Zapotec women will also rise to defend male as well as female members of their community against outsiders. Since the men are often away during the day, women may actually be more active in defending the community during daylight. Again, this has been observed by both Chinas and Velez Ibanez. Chinas argues that Zapotec “women can act aggressively toward the dominant mestizo power structure with less fear of reprisals than can men” (1973: 111). For a mestizo man to respond with force publicly might be viewed as a sign of powerlessness or cowardice. He is better off simply retreating, rather than risking a crowd of women forming to attack him.

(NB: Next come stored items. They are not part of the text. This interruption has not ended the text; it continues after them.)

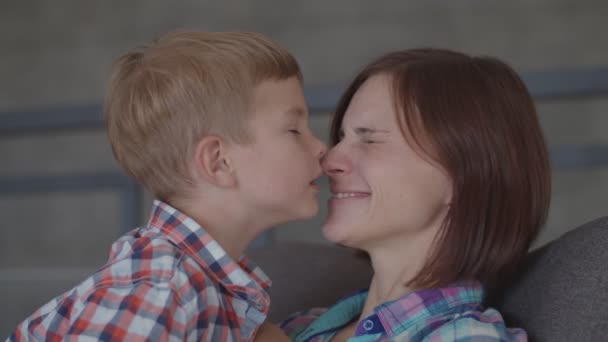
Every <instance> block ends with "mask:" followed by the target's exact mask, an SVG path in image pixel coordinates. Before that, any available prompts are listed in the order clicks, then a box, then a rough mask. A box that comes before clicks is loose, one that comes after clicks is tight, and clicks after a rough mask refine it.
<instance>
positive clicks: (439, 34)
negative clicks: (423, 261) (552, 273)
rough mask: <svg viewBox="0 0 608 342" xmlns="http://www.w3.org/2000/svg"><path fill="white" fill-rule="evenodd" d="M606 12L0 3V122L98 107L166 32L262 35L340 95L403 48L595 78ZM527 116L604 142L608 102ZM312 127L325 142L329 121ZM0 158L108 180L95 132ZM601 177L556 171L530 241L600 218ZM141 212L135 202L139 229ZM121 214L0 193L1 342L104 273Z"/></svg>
mask: <svg viewBox="0 0 608 342" xmlns="http://www.w3.org/2000/svg"><path fill="white" fill-rule="evenodd" d="M607 14H608V2H605V1H601V0H584V1H571V0H537V1H526V0H513V1H486V0H466V1H465V0H463V1H450V0H427V1H374V2H372V1H362V0H336V1H320V0H308V1H279V0H257V1H244V0H243V1H237V0H224V1H203V0H197V1H194V0H190V1H175V2H169V1H160V0H146V1H143V0H131V1H116V0H105V1H76V0H55V1H45V0H25V1H16V0H4V1H2V3H1V4H0V47H1V53H0V55H1V63H0V75H1V77H0V115H3V113H9V112H10V113H15V112H21V111H30V110H37V111H46V110H51V112H50V113H52V110H55V109H61V108H69V107H73V106H81V105H98V104H100V103H101V100H102V98H103V93H104V86H105V81H106V79H107V76H108V72H109V67H110V64H111V62H112V60H113V59H115V58H116V57H118V56H119V55H120V54H121V53H123V52H125V51H126V50H128V49H130V48H133V47H134V46H137V45H139V44H142V43H144V42H147V41H149V40H151V39H152V38H154V37H155V36H157V35H159V34H161V33H163V32H165V31H168V30H172V29H176V28H193V29H200V30H252V31H259V32H262V33H264V34H266V35H268V36H270V37H271V38H273V39H275V40H276V41H278V42H280V43H281V44H283V45H284V46H286V47H287V48H288V49H289V50H290V51H292V52H293V54H294V55H295V56H296V58H297V59H298V60H299V62H300V64H301V67H302V69H303V72H304V75H305V84H306V85H307V86H309V87H318V86H326V85H343V84H345V83H346V82H348V81H349V80H350V78H351V77H352V76H353V75H354V74H355V72H356V71H357V70H358V68H359V67H360V66H362V65H363V64H364V63H367V62H369V61H370V60H371V59H372V58H374V57H375V56H377V55H379V54H382V53H384V52H387V51H389V50H392V49H401V48H412V47H429V46H430V47H445V48H452V49H456V50H461V51H464V52H468V53H473V54H488V55H494V56H497V57H499V58H501V59H503V60H505V61H506V62H508V63H510V64H511V65H513V66H514V67H515V68H516V69H517V70H518V71H519V72H522V73H526V72H536V71H554V70H571V69H581V68H582V69H585V68H592V69H593V68H603V67H604V68H605V67H608V45H606V44H605V41H604V40H602V38H600V37H601V36H603V32H606V31H608V24H607V22H606V19H605V18H606V15H607ZM538 109H539V111H540V114H541V120H542V124H543V128H544V129H545V133H546V136H547V139H548V141H549V143H550V145H551V146H552V147H553V146H561V145H565V144H597V143H606V142H607V139H608V135H606V134H605V130H606V128H608V111H607V110H608V97H606V98H602V97H592V98H582V99H581V98H569V99H561V100H551V101H540V102H538ZM1 119H2V118H1V116H0V120H1ZM311 121H312V126H313V128H314V130H315V132H316V133H317V134H318V135H319V136H321V137H323V138H327V131H328V130H327V128H328V122H329V111H322V112H315V113H312V120H311ZM0 155H1V159H0V165H1V166H0V179H11V178H15V177H17V178H19V177H23V176H27V175H40V174H45V175H62V174H66V173H67V174H69V173H74V172H94V171H95V172H97V171H100V170H102V171H119V170H118V167H117V166H116V164H115V163H114V161H113V159H112V155H111V152H110V148H109V145H108V143H107V141H106V137H105V133H104V132H103V130H101V129H94V128H91V129H82V130H65V131H51V132H39V133H36V134H31V133H28V134H4V135H0ZM607 171H608V170H607V169H606V168H604V167H594V168H569V169H563V170H555V172H554V182H553V184H554V194H553V202H552V207H551V212H550V218H549V221H548V223H547V225H546V227H545V229H544V230H543V232H542V234H541V237H540V239H539V241H538V242H537V244H542V243H545V242H547V241H550V240H551V239H553V238H555V237H556V236H559V235H560V234H562V233H563V232H565V231H567V230H569V229H571V228H574V227H575V226H576V225H579V224H581V223H583V222H585V221H587V220H590V219H592V218H595V217H598V216H601V215H604V214H606V212H607V211H606V210H605V208H604V203H605V202H604V198H605V197H606V194H607V193H608V172H607ZM326 199H327V190H326V189H324V190H323V191H322V194H321V200H322V201H323V202H324V201H325V200H326ZM150 201H151V199H150V198H149V196H148V195H146V194H143V195H142V205H141V206H139V207H138V209H139V210H140V211H141V212H140V213H141V215H140V216H141V218H142V220H143V219H144V218H145V217H146V215H147V214H146V213H147V210H148V205H149V203H150ZM121 208H122V202H120V194H119V193H117V192H116V191H115V190H113V189H111V188H108V189H102V190H89V191H79V192H49V193H39V194H31V193H24V194H18V193H10V194H2V193H0V217H1V219H0V303H2V304H1V305H0V338H2V337H3V336H7V335H8V334H9V333H10V331H11V329H12V328H14V326H15V325H16V324H17V323H18V322H19V321H21V320H22V319H23V318H25V317H26V316H27V315H28V314H30V313H31V312H32V311H33V310H34V309H35V308H37V307H38V306H40V305H42V304H43V303H45V302H47V301H48V300H50V299H51V298H52V297H53V296H55V295H57V294H59V293H60V292H62V291H64V290H67V289H68V288H69V287H71V286H72V285H74V284H75V282H76V281H77V280H79V279H81V278H82V277H83V276H84V275H85V274H86V273H88V272H90V271H92V270H94V269H95V268H96V267H97V266H99V265H101V264H102V263H103V262H104V260H105V259H106V257H107V252H108V248H109V246H110V244H111V243H112V241H113V240H114V239H115V238H117V237H118V236H119V235H120V234H121V232H122V231H123V228H122V227H121V224H120V223H121V218H120V214H119V213H120V210H121ZM324 214H325V211H324V210H322V211H321V213H320V214H319V216H318V217H317V218H316V219H313V220H310V221H306V222H299V223H294V224H290V225H287V226H284V227H279V228H278V229H276V230H274V231H273V232H272V233H271V234H270V235H269V236H268V240H267V241H272V242H275V243H280V242H281V241H285V240H309V241H322V237H321V234H320V230H319V227H320V224H321V222H322V220H323V217H324Z"/></svg>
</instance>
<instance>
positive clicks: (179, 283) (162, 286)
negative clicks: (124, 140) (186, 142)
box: [8, 201, 270, 342]
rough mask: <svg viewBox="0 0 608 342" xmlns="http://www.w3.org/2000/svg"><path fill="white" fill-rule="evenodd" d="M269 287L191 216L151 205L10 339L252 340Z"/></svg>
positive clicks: (268, 281)
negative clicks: (67, 286) (107, 256)
mask: <svg viewBox="0 0 608 342" xmlns="http://www.w3.org/2000/svg"><path fill="white" fill-rule="evenodd" d="M269 286H270V280H269V279H268V278H267V277H266V275H265V274H264V273H263V272H262V271H261V270H260V269H259V268H257V267H256V266H255V265H253V264H252V263H250V262H249V261H248V260H247V259H246V258H242V259H241V260H240V261H239V262H236V261H234V260H233V259H232V258H231V257H230V256H229V255H228V254H227V253H226V252H225V251H224V250H223V249H222V248H221V247H220V246H219V245H218V243H217V242H216V241H215V240H213V238H212V237H211V236H210V235H209V234H207V233H206V232H205V230H204V229H203V228H202V227H201V226H199V225H198V224H197V223H196V222H194V221H193V220H192V219H191V218H189V217H187V216H186V215H184V214H183V213H181V212H179V211H178V210H176V209H174V208H172V207H171V206H169V205H168V204H165V203H163V202H160V201H156V202H155V203H154V207H153V210H152V214H151V218H150V221H149V222H148V224H147V226H145V227H142V228H137V229H134V230H133V231H131V232H129V233H128V234H127V235H125V236H123V237H122V238H120V239H119V240H118V241H116V242H115V243H114V244H113V245H112V250H111V252H110V257H109V261H108V263H107V264H106V265H104V266H103V267H102V268H101V269H100V270H99V271H97V273H95V274H93V275H92V276H90V277H89V278H87V279H86V280H85V281H83V282H82V283H80V284H79V285H78V286H76V287H75V288H73V289H72V290H70V291H68V292H66V293H65V294H63V295H60V296H59V297H57V298H55V299H53V300H52V301H51V302H49V303H47V304H46V305H44V306H43V307H42V308H40V309H38V311H36V312H35V313H34V314H33V315H32V316H30V317H29V318H28V319H26V320H25V321H24V322H23V323H21V324H20V325H19V326H18V327H17V329H16V330H15V332H14V333H13V334H12V335H11V336H10V337H9V339H8V340H9V341H13V340H15V341H27V340H49V341H59V340H64V339H65V340H104V341H107V340H120V341H123V340H126V341H140V340H149V339H152V340H159V341H166V340H172V341H201V340H202V341H222V342H223V341H244V340H245V341H246V340H251V339H252V338H253V335H254V333H255V331H256V330H257V328H258V327H259V325H260V324H261V323H262V322H263V321H264V320H265V318H266V314H267V313H268V308H269V305H270V299H269V297H268V293H267V289H268V288H269Z"/></svg>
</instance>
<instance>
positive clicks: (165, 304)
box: [11, 282, 196, 341]
mask: <svg viewBox="0 0 608 342" xmlns="http://www.w3.org/2000/svg"><path fill="white" fill-rule="evenodd" d="M82 298H83V300H82V301H74V300H72V299H71V298H70V297H65V298H64V299H63V300H62V301H61V302H59V303H57V304H58V306H57V307H56V309H55V310H50V311H48V312H46V313H41V314H40V315H38V316H36V315H34V317H32V318H31V319H29V320H27V321H26V322H23V323H22V324H21V325H20V326H19V327H18V328H17V331H16V332H15V334H14V335H13V336H11V337H12V339H14V340H29V339H30V338H31V339H34V340H39V339H42V340H60V339H70V338H73V337H90V338H92V339H96V340H133V341H138V340H144V339H147V338H149V337H150V336H154V337H155V339H159V340H168V339H178V340H186V339H187V338H188V336H186V334H187V331H191V330H192V329H188V328H189V327H191V326H192V324H196V322H193V319H192V317H188V316H192V315H188V314H187V313H186V311H185V309H184V308H183V307H182V305H181V304H180V299H179V297H178V296H177V294H176V293H175V291H173V290H172V289H170V288H168V287H158V286H154V284H152V283H148V282H140V283H138V284H136V285H134V286H133V285H131V286H125V287H122V288H121V287H116V286H114V287H106V288H103V287H101V288H96V289H95V290H94V291H92V292H91V293H90V294H88V295H86V296H84V297H82ZM27 337H29V338H27Z"/></svg>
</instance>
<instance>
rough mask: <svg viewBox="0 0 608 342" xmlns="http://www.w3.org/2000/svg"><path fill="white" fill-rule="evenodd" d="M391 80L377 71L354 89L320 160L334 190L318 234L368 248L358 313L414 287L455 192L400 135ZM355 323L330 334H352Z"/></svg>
mask: <svg viewBox="0 0 608 342" xmlns="http://www.w3.org/2000/svg"><path fill="white" fill-rule="evenodd" d="M389 82H390V78H389V77H388V76H385V75H376V76H373V77H371V78H370V79H368V80H367V81H366V82H365V83H364V84H363V85H362V86H361V88H360V89H359V90H358V91H357V92H356V93H355V95H354V97H353V99H352V101H351V103H350V105H349V107H348V109H347V111H346V113H345V116H344V120H343V122H342V138H341V140H340V142H339V143H338V144H337V145H336V146H334V147H333V148H332V149H331V150H330V151H328V153H327V155H326V157H325V158H324V160H323V162H322V165H323V170H324V172H325V173H326V174H327V175H328V176H329V178H330V187H331V191H332V193H333V196H332V198H331V199H330V200H329V203H328V207H329V215H328V217H327V221H326V222H325V224H324V226H323V233H324V235H325V237H326V238H327V239H328V240H330V241H333V242H335V243H339V244H342V245H346V246H349V247H353V248H358V249H361V250H364V251H366V252H367V253H368V254H369V255H370V257H371V261H372V266H373V268H374V273H375V274H374V277H373V279H372V282H371V285H370V291H369V295H368V299H367V301H366V303H365V306H364V309H363V312H362V315H361V317H360V318H364V317H366V316H368V315H369V314H371V313H372V312H373V310H374V308H375V307H376V306H378V305H380V304H382V303H384V302H387V301H391V300H395V299H398V298H400V297H402V296H403V295H405V294H407V293H409V292H411V291H413V290H415V289H410V288H408V287H406V286H405V285H404V284H405V283H407V281H408V280H410V279H411V278H412V277H413V276H414V275H415V274H416V273H417V272H418V270H419V269H420V267H421V266H422V265H423V263H424V262H425V260H426V258H427V257H428V253H429V250H430V249H431V247H432V244H433V239H434V238H435V236H436V234H437V232H438V230H439V228H440V226H441V224H442V222H443V220H444V218H445V215H446V214H447V211H448V208H449V203H450V201H451V195H452V194H451V180H450V179H449V176H448V175H447V173H446V172H444V170H442V168H441V167H440V166H439V165H438V164H437V163H435V162H433V161H432V160H431V158H429V157H428V156H424V155H423V154H422V153H421V152H420V149H418V148H413V147H412V146H411V144H410V143H409V142H408V141H409V140H410V139H407V138H406V137H405V136H404V135H403V133H402V131H401V129H400V126H399V123H398V121H397V114H396V113H395V108H394V106H393V101H392V98H391V93H390V83H389ZM356 324H358V322H355V323H354V324H353V325H351V326H348V327H346V328H345V329H344V330H343V331H342V332H340V333H339V334H338V335H337V336H336V337H335V339H334V340H336V341H340V340H344V339H345V338H347V337H349V336H352V335H353V333H354V328H355V326H356Z"/></svg>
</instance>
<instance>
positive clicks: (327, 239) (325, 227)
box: [322, 222, 356, 248]
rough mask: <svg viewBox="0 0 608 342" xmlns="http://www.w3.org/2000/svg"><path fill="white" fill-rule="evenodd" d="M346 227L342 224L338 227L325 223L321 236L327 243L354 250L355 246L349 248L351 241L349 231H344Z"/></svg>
mask: <svg viewBox="0 0 608 342" xmlns="http://www.w3.org/2000/svg"><path fill="white" fill-rule="evenodd" d="M346 227H347V225H344V224H342V225H338V224H333V223H331V222H326V223H325V224H324V225H323V228H322V232H323V236H324V237H325V239H326V240H327V241H330V242H332V243H335V244H339V245H342V246H345V247H354V248H356V246H351V245H352V243H351V242H352V241H350V240H352V239H351V238H352V236H351V234H349V233H350V231H349V230H348V229H344V228H346Z"/></svg>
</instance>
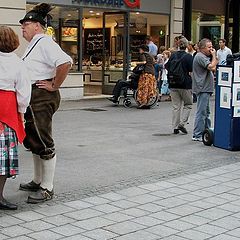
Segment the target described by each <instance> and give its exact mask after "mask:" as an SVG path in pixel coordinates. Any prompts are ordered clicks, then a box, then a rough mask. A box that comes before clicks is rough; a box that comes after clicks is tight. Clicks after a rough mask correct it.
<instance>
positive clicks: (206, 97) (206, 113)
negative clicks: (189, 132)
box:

Velez Ibanez describes how women's support networks for defense coalesced in Netzahualcoytl, where he observed several incidents in which women attacked outsiders who threatened the community: “The use of violence and confrontation was not specific to men.... Many daytime confrontations... involved women” (Velez Ibanez 1983: 119-120). He describes one incident he observed that involved “a local municipal judge, a land developer's representative, and two policemen from the municipality, who came to serve eviction papers on a lot owner” (1983: 120). The women's network notified local residents, and within minutes thirty-two women with their children gathered, accompanied by three men. The women surrounded the house lot and prevented the eviction notice from being served. When the judge, the developer's representative, or the police tried to cross the street they were blocked by about a dozen women who insulted them. Women continued to gather until forty to fifty stood together, calling the outsiders cowards and sissies. When one of the policemen advanced against the women, they picked up rocks and taunted him until “the women eventually chased the males from the street, pelting them with rocks, tearing the coat off the representative, and jabbing a stick into the anus of the judge” (1983: 120-121). Velez Ibanez goes on to describe other incidents in which women burned down the huts of mortgage payment collectors, after first looting the huts, throwing out the workers, or stripping a man and throwing him into a sewage ditch (1983: 121).
Other more recent examples of women defending their communities can be found all over Chiapas, in towns like La Realidad and Bachajon, where Mayan women have driven out soldiers of the Mexican government or armed paramilitary groups. In the 1997 Saul Landau film The Sixth Sun, the final scene shows Mayan women shouting at the government soldiers atop enormous tanks, using the traditional tactics of publicly shaming men for their wrongdoing in assaulting the town.